Procrastination: The Kryptonite of Purpose




Procrastination can be defined as delaying action that reflects purposeful leadership. It is the avoidance of actively completing a task that needs to be accomplished by a specified deadline. It is an intentional delay of expected behavior despite consequences.


Procrastination is an active choice to make something else a priority over the activity that should have an urgent focus. As a leader procrastination hinders you from maximizing your potential and may hinder a department or business from maximizing its profits.


I think it is safe to assume we all know that change is constant, and situations change like anything else. Lack of response can create more issues in the long run than responding would because the situation you are currently in will not remain stagnant. Once you do react, it could be in response to a completely different circumstance. And often, a culture that lacks urgency or leadership in the moment, delays the vision





Why Do Leaders Procrastinate?


· Pride/Ego gets in the way. Some leaders would rather save face. These types of leaders feel it’s easier not to ask for help in order to complete a task.

· Lack of buy-in, loyalty or commitment to the person who assigned the task or to what the task itself represents can result in procrastination.

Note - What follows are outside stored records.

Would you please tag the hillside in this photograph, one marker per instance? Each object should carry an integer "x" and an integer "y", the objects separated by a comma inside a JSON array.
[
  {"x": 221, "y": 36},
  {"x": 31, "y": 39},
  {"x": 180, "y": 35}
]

· Lack of clarity regarding the vision, the goal or next steps minimizes urgency for action. If a leader is unsure of what to do next, the result may be inaction causing procrastination.






Lead with purpose.


· Only commit to what you can actually accomplish.

· Collaborate with others vs. attempting to do everything yourself.

· Be clear on what drives you and what drains you. This will help you pinpoint what falls into the categories of ownership vs. delegation.

· Break big goals down into smaller goals proactively and work on one at time so it doesn’t feel overwhelming.

· Schedule reminders for even the most minor of tasks. Audible alerts in your phone will help keep you on task.

· Create due dates for tasks associated to the end goal.

· Enlist an accountability partner to follow up with you

· Handle your toughest task, or the task you’re most likely to delay, at your peak time. You may be more productive early in the morning or right before lunch.

· Take advantage of a task management app.



At the end of the day, you have the ability to be successful through moments of frustration. Instead of beating yourself up for procrastinating, find the things that help you consistently meet your goals, and implement them into your daily and weekly routine. Use the learnings to combat the kryptonite, and lead with purpose.